In order to simplify further we approximate k(σ) as a simple exponential, demonstrated by the fit to the data generated by the model in Fig. 3 b, k(σ)=e . This is only true if ΔΔG(σ) is linear with σ, which has been shown in numerous papers dating back to 1975 [40]. Plugging the exponential function into Eq. 1 and flipping the sign in the exponent for k off, where the negative in the exponent disappears because the open complex is trying to maintain the melted DNA, we obtain the following equation for the production rate of mRNA:
$$ V(\sigma)=\frac{k_{\text{cat}} \times k_{\text{on}}}{k(o)_{\text{off}} \times e^{w \sigma}+k_{\text{cat}}} = \frac{k_{\text{on}}}{k' \times e^{w \sigma}+1}, $$
(3)

where k(o)off is the initial off rate with no supercoiling, w is a constant and k =k(o)off/k cat. A fit to the experimental data from [20] with the 3 free parameters is shown in Fig. 3 c. The fit is merely illustrative here and the parameter values obtained (not shown) do not represent actual kinetic rates of T7 RNAP, because we are missing knowledge about the amount of supercoiling that results from one transcription event. The parameter values also have a large degree of uncertainly, due to the small number of data points.
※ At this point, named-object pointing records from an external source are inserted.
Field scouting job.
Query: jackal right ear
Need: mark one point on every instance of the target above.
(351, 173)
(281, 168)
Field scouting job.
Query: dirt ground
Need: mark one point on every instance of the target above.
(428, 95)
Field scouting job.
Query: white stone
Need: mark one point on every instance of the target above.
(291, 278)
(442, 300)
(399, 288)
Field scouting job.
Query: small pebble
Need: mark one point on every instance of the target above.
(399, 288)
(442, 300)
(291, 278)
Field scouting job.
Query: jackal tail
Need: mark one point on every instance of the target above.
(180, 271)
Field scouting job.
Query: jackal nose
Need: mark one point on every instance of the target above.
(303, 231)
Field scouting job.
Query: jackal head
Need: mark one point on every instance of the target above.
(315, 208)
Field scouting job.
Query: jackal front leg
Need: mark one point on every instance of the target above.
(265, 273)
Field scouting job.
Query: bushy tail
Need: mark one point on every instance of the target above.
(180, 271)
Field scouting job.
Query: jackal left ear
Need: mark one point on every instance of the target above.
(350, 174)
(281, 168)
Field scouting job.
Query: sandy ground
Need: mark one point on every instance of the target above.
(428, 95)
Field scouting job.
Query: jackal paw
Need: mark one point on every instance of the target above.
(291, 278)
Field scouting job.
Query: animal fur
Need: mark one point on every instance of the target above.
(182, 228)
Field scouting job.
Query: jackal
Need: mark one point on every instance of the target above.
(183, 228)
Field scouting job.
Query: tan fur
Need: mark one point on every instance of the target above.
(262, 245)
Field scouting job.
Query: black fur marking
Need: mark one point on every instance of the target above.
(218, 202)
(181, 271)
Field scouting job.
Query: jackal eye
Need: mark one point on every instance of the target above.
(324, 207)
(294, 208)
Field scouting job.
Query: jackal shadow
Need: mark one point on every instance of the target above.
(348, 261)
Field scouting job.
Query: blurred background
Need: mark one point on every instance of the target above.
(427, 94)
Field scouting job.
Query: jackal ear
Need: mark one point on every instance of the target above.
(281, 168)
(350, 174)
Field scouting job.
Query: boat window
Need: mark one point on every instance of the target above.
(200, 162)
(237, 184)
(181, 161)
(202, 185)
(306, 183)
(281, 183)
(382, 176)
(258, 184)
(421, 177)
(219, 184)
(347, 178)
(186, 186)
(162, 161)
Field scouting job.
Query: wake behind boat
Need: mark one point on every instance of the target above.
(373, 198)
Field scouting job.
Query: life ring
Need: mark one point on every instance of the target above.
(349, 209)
By simplifying using an exponential we have combined the various energetic parameters that describe the biophysical characteristics of the system from the model into a single parameter w. Though we do not explicitly use the energetic parameters in the remainder of the paper, the full form of Eq. 2 could in principle be used to study supercoiling–transcription interactions in more biophysical detail, e.g., the sensitivity of different promoters to supercoiling based on base composition. We discuss such uses of Eq. 2 further in the SI.

Equation 3 can be further approximated using a Taylor series expansion, neglecting the higher terms of \(\mathcal {O}(\sigma ^{2})\), which will be negligible, considering σ<<1 for α>>1 [36]. We then obtain a function for V linear in σ:
$$ V(\sigma)=\frac{k_{\text{on}}}{k' \times e^{w \sigma}+1}\approx\frac{k_{\text{on}}}{k'+1}-\frac{k_{\text{on}} \times w \times k' \times \sigma}{(k'+1)^{2}}\,. $$
(4)

This linear equation’s parameters have intuitive biological meaning: the y-intercept of the linear fit would then correspond to the production rate at zero supercoiling and the slope would determine how many times the loop of DNA could be transcribed before stalling.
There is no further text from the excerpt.